You want one from outside D&D, perhaps?
Let's look at FATE. Generally, in Fate-based games, social or mental conflicts are on the same mechanical basis as physical combat/conflict.
As you take hits in conflict, you take stress. If you run out of available stress boxes, you get "taken out".
You can shunt some stress into Consequences. The player gets significant say in what the consequences are, but needs GM approval (largely to make sure they are appropriate severity). But, you can only take so many Consequences.

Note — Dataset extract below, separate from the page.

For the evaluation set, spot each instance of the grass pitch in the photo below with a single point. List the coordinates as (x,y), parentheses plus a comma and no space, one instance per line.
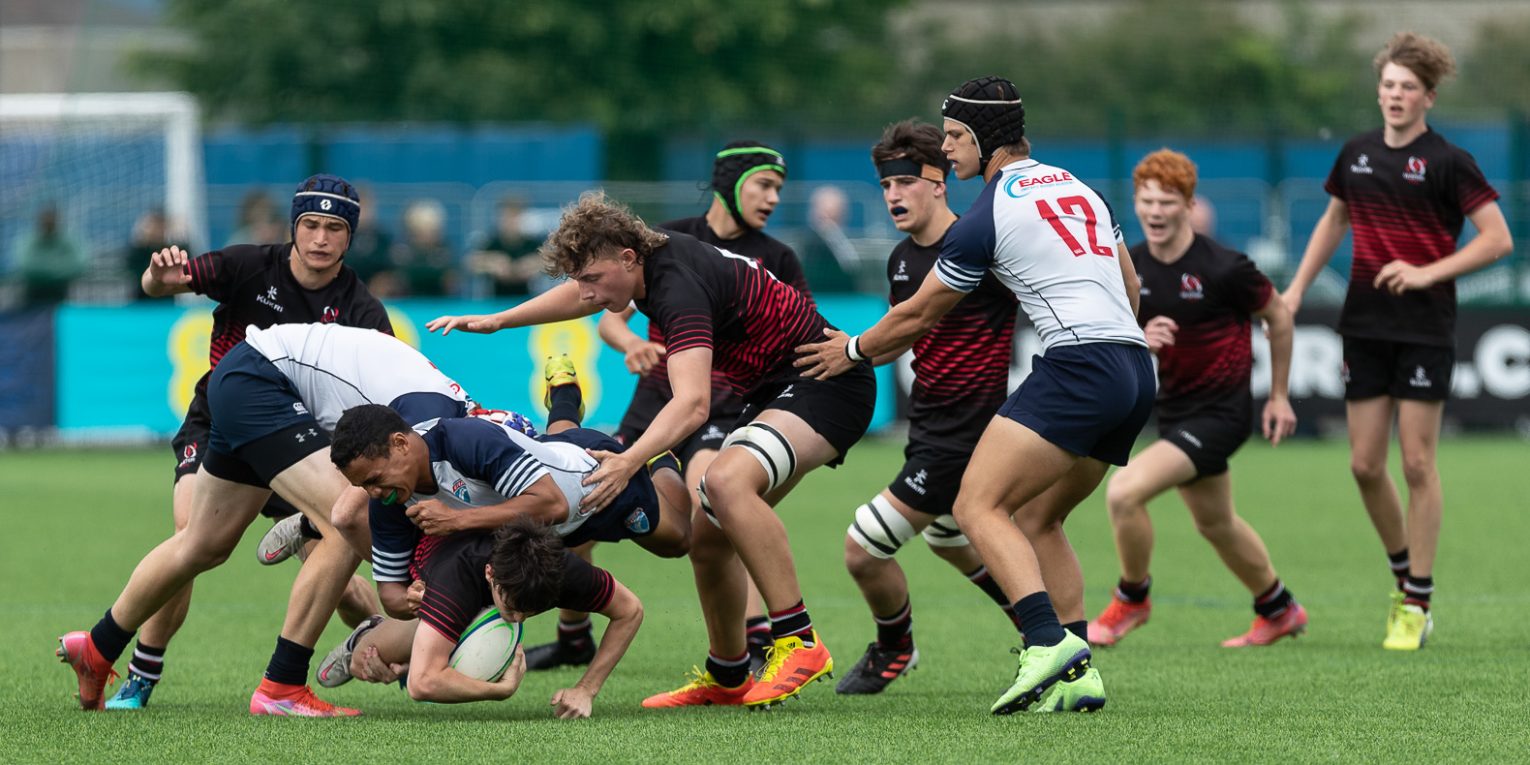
(77,522)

To end the conflict, there are two choices:
First, someone may concede. If the player (not the character, the player) concedes, they get to narrate the conditions of their loss, so long as they don't negate the fact that they lost. So, for example, if it is a fight, the player can concede, and narrate how they get beaten, but escape out a window. The side that concedes can also end up with some Fate points to use later.
If nobody concedes, then someone will get Taken Out. This is like conceding, except the *other guy* gets to narrate how you lose, within the scope of the conflict and social contract of the table. If you are in a knife fight, and it isn't a "no PC-death" game, then if you get Taken Out, the other guy can say, "...and I kill the character."
So, if it is within the social contract of the table, you can imagine a party scoundrel-type getting into a social conflict with an attractive person at the inn - "Who seduces who?" This could easily end with the narration that the PC is seduced, and in the morning they find that the key to the ancient treasure vault has been stolen from their pack. No magic involved, but within the scope of the conflict, the PCs actions can be narrated by someone else, all within the rules.
The bottom line in this system is that if you don't want someone else narrating what happens to you, you do not fight to the last stress box. If you soldier on, you are accepting any result within the scope of the conflict.